Gear Failure Prediction in Shearer Cutting Section Based on Deep Learning

Ensuring the operational reliability of shearers is paramount for efficient and safe coal production. Among critical components, the gears within the shearer’s cutting section are highly susceptible to failure due to harsh operating conditions and heavy loads. Traditional fault diagnosis methods often struggle with complex feature extraction and accurate prediction. Deep learning offers a promising solution by autonomously learning intricate patterns from raw sensor data, enabling more effective gear failure prediction and classification.
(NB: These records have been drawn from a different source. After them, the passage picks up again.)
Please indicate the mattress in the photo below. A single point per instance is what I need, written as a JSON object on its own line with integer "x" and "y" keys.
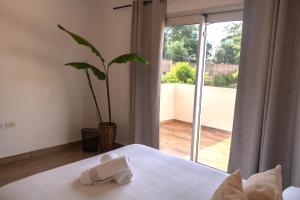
{"x": 157, "y": 176}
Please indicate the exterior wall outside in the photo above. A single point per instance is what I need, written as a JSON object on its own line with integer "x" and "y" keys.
{"x": 217, "y": 108}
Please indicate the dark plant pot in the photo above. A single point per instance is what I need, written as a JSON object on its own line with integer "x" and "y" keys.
{"x": 108, "y": 132}
{"x": 90, "y": 139}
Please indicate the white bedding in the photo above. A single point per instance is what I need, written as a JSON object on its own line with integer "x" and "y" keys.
{"x": 157, "y": 176}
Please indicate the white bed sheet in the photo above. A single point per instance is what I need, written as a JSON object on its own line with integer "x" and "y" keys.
{"x": 157, "y": 176}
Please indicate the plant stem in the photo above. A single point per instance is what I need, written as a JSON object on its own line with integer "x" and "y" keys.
{"x": 108, "y": 99}
{"x": 93, "y": 93}
{"x": 106, "y": 71}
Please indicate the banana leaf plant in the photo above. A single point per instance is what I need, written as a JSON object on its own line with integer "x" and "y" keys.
{"x": 100, "y": 74}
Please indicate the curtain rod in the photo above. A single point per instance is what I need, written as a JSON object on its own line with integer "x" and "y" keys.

This study focuses on developing a deep learning-based model for predicting gear failure in the cutting section of an MG1000/2500-WD shearer.

The shearer’s cutting section, primarily responsible for coal cutting and loading, houses complex gear transmission systems crucial for power transmission. These gears operate under extreme stresses, leading to various failure modes. Common gear failure types include:

  • Gear tooth breakage: Often caused by fatigue under cyclic loading or impact overload during operations like cutting hard rock inclusions.
  • Pitting and spalling: Surface fatigue failures resulting from repeated Hertzian contact stresses, exacerbated by inadequate lubrication or contamination.
  • Scoring/scuffing: Caused by lubrication breakdown leading to high friction, localized welding, and tearing of tooth surfaces.
  • Abrasive wear: Accelerated surface material removal due to hard contaminants like coal dust or grit in the lubricant.
  • Plastic deformation (ridging, indentation): Occurs under severe overload conditions exceeding the material’s yield strength.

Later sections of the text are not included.